Optimal Scene Graph Planning with Large Language Model Guidance
Zhirui Dai, Arash Asgharivaskasi, Thai Duong, Shusen Lin, Maria-Elizabeth Tzes, George Pappas, Nikolay Atanasov
TL;DR
The paper addresses translating natural-language missions into verifiable task specifications on hierarchical scene graphs and planning optimally within that structure. It introduces a four-level hierarchical planning domain derived from a scene graph and uses AMRA* with a provably consistent LTL heuristic and an LLM-guided heuristic to accelerate search while maintaining optimality. The approach integrates an LLM to map natural language to co-safe LTL formulas and to provide semantic guidance, together with a formal automaton-based check via $\mathcal{M}_{\phi_{\mu}}$ and a multi-heuristic framework that guarantees correctness. Experimental results on complex indoor scenes show that LLM guidance significantly speeds up planning and that using guidance across multiple hierarchy levels yields the best performance, enabling efficient and scalable natural-language task planning in semantic maps.
Abstract
Recent advances in metric, semantic, and topological mapping have equipped autonomous robots with semantic concept grounding capabilities to interpret natural language tasks. This work aims to leverage these new capabilities with an efficient task planning algorithm for hierarchical metric-semantic models. We consider a scene graph representation of the environment and utilize a large language model (LLM) to convert a natural language task into a linear temporal logic (LTL) automaton. Our main contribution is to enable optimal hierarchical LTL planning with LLM guidance over scene graphs.
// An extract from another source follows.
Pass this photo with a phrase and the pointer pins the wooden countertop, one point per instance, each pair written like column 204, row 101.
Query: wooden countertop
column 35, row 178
To achieve efficiency, we construct a hierarchical planning domain that captures the attributes and connectivity of the scene graph and the task automaton, and provide semantic guidance via an LLM heuristic function. To guarantee optimality, we design an LTL heuristic function that is provably consistent and supplements the potentially inadmissible LLM guidance in multi-heuristic planning. We demonstrate efficient planning of complex natural language tasks in scene graphs of virtualized real environments.